En los climas cálidos, donde no existen temperaturas de congelación, los digestores pueden funcionar sin añadir calor pero hay que aumentar en cambio el tiempo de retención de los residuos en el digestor. La regulación de la temperatura puede lograrse haciendo circular agua caliente a través del contenido del tanque. La regulación de la temperatura en los digestores grandes por medio de termointercambiadores exige un equipo bueno y seguro y un mantenimiento continuo.

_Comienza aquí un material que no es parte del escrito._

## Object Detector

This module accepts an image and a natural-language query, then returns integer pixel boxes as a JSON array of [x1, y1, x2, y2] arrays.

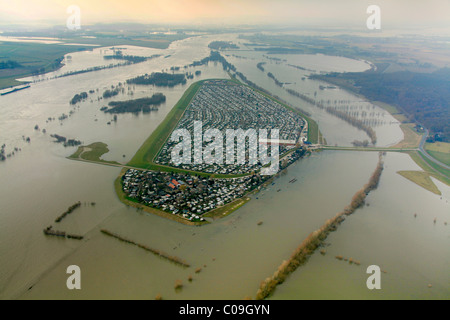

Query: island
[[115, 79, 309, 226]]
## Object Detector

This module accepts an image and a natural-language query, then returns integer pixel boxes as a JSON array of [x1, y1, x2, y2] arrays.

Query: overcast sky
[[0, 0, 450, 29]]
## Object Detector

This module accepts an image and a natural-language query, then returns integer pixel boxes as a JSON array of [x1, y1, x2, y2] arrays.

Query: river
[[0, 35, 450, 299]]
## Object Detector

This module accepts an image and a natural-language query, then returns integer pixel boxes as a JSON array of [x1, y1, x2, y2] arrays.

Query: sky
[[0, 0, 450, 28]]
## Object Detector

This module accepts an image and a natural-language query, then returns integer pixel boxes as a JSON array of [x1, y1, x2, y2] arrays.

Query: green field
[[397, 171, 442, 195], [406, 151, 450, 186], [425, 142, 450, 166], [128, 82, 201, 169], [127, 80, 318, 178], [69, 142, 120, 165]]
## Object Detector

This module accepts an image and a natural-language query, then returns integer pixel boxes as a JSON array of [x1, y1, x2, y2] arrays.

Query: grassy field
[[392, 123, 422, 149], [128, 80, 319, 178], [128, 82, 201, 169], [406, 151, 450, 186], [69, 142, 119, 164], [397, 171, 442, 195], [425, 142, 450, 166]]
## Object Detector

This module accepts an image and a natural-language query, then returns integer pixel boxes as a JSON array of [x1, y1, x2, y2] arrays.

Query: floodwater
[[0, 35, 450, 299]]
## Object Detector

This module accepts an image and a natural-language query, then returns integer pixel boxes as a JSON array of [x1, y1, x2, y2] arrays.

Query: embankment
[[256, 153, 384, 300]]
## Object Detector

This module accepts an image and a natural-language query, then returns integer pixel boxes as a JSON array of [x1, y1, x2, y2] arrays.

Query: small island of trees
[[127, 72, 186, 88], [208, 41, 239, 50], [101, 93, 166, 113], [70, 92, 88, 105]]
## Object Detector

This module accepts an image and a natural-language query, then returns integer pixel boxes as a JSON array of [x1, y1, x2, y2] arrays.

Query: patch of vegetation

Las causas principales de una excesiva producción de ácidos volátiles son la elevada velocidad de carga, una baja temperatura y la formación de espuma. Ésta constituye una zona que favorece a los acetógenos. La sedimentación de los materiales fibrosos y la espuma se puede evitar mezclando el contenido del digestor, lo que también contribuye al proceso ya que establece condiciones uniformes.

La presencia de substancias tóxicas puede impedir el desarrollo bacteriano. Los antibióticos empleados en las explotaciones pecuarias llegan a los excrementos pero, como ocurre también con los antihelmínticos, no suelen afectar mayormente la digestión debido a la dilución con materiales no tóxicos. Las concentraciones de nitrógeno amoniacal deben ser inferiores a 1.5 g/L. Si bien es un amortiguador, su aumento puede llegar a impedir el proceso. También resultan tóxicas las sales de zinc, níquel y cobre, aunque este último puede ser necesario en ínfimas cantidades. Las sales de los elementos alcalinos y alcalino-térreos pueden ser estimulantes o inhibitorias según la concentración. Para una digestión óptima, todos los elementos esenciales en el metabolismo microbiano tienen que estar presenes en forma fácil de asimilar por las bacterias.